In Zacatecas, murals reflect hope for a future without violence

A collaboration between Zacatecas residents and visual artists has brought color and hope to the streets of three violent and marginalized neighborhoods in the northern state.

Residents of Gavilanes, a neighborhood in the municipality of Guadalupe; Popular CTM in Zacatecas city; and Abel Dávila in Fresnillo worked with street artists to dream up and paint 43 murals on the exterior walls of houses and apartment buildings.

The murals express the residents’ feelings, wishes and desires and feature their pets and family members, the newspaper El Universal reported,

The overriding theme, El Universal said, is that the future can be better – the future can be what the residents painted.

Called Comunidad en Paz (Community at Peace), the mural project was supported by the Zacatecas government, the United Nations Office on Drugs and Crime, the Tomate artists’ collective and the paint company Comex.

In addition to representing hope for a better future, the murals also draw attention to problems that the neighborhoods suffer, such as drug consumption, violence, low levels of school attendance and teenage pregnancies, said Zacatecas Crime Prevention Undersecretary Armando García Neri.

One of the participants in the project was 59-year-old housewife Cipriana González. She collaborated with the artists David Hernández – or Dagos as he is known in the street art world – and Tomás Major to develop an idea for a mural that now adorns her home in Gavilanes.

The mural features González and her half-sister Cristina as young women as well as the former’s mother holding her favorite flower, an alcatraz, 0r calla lily. The painting of González’s mother was based on the only photo that González has of her.

Above the three women are two young boys, who were added on the suggestion of a neighbor who yearns for the days of her childhood. González has her hand on her heart in the mural, a reference to the two heart attacks she has suffered, and survived.

Females are the stronger sex but lack respect and opportunities, she told El Universal. Featuring women as protagonists in the new murals help to generate greater respect for them, González said.

She said that the mural project and the art it produced have helped to bring the local community closer together.

Since the mural was painted, people who she didn’t previously know have stopped her in the street to say hello, González said, adding: “It’s nice to see people are interested … I like making friends from this.”

Just a few kilometers from Gavilanes is Popular CTM, a Zacatecas city neighborhood where 26 murals were painted as part of the Comunidad en Paz project. One of the most eye-catching is a 15 by 12-meter mural featuring a young boy wearing a bonnet with elephant ears.

Also painted by Dagos, the mural is of the oldest son – now a grown man – of Lourdes Mendoza Pizarro, or Doña Lulú as she is known in the neighborhood. She told El Universal that she has seen people stopping in their cars to take photos of the mural since it was painted on her home late last year.

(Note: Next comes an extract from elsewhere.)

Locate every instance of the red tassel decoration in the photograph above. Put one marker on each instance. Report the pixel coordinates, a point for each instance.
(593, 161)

Local children, including Doña Lulú’s granddaughter, helped Hernández complete the work. Mendoza said that she hasn’t noticed a reduction in crime in Popular CTM but added that young people are not scrawling graffiti on the murals as they do on unadorned walls.

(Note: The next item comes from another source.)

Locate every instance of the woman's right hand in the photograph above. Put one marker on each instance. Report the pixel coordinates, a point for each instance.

Violeta Zarco, a project coordinator at the United Nations Office on Drugs and Crime, said that it is too soon to say whether crime has dropped in the neighborhoods where the murals were painted. However, a change can already be seen in the people who live in them, she said, explaining that their confidence has grown.

Zacatecas Governor Alejandro Tello said that more work needs to be done to reduce crime but acknowledged the efforts of the people involved in the mural project. He said that his administration has invested 700 million pesos (US $37.8 million) in crime prevention strategies implemented by 22 different government agencies.

Dagos, the artist, conceded that murals can’t solve problems such as drug use and trash in the streets but said that the “visual gifs” could “empower” children and help steer them down a positive path in life.

The murals help them to know that they matter and feel that they are important to the barrio, or neighborhood, in which they live, he said.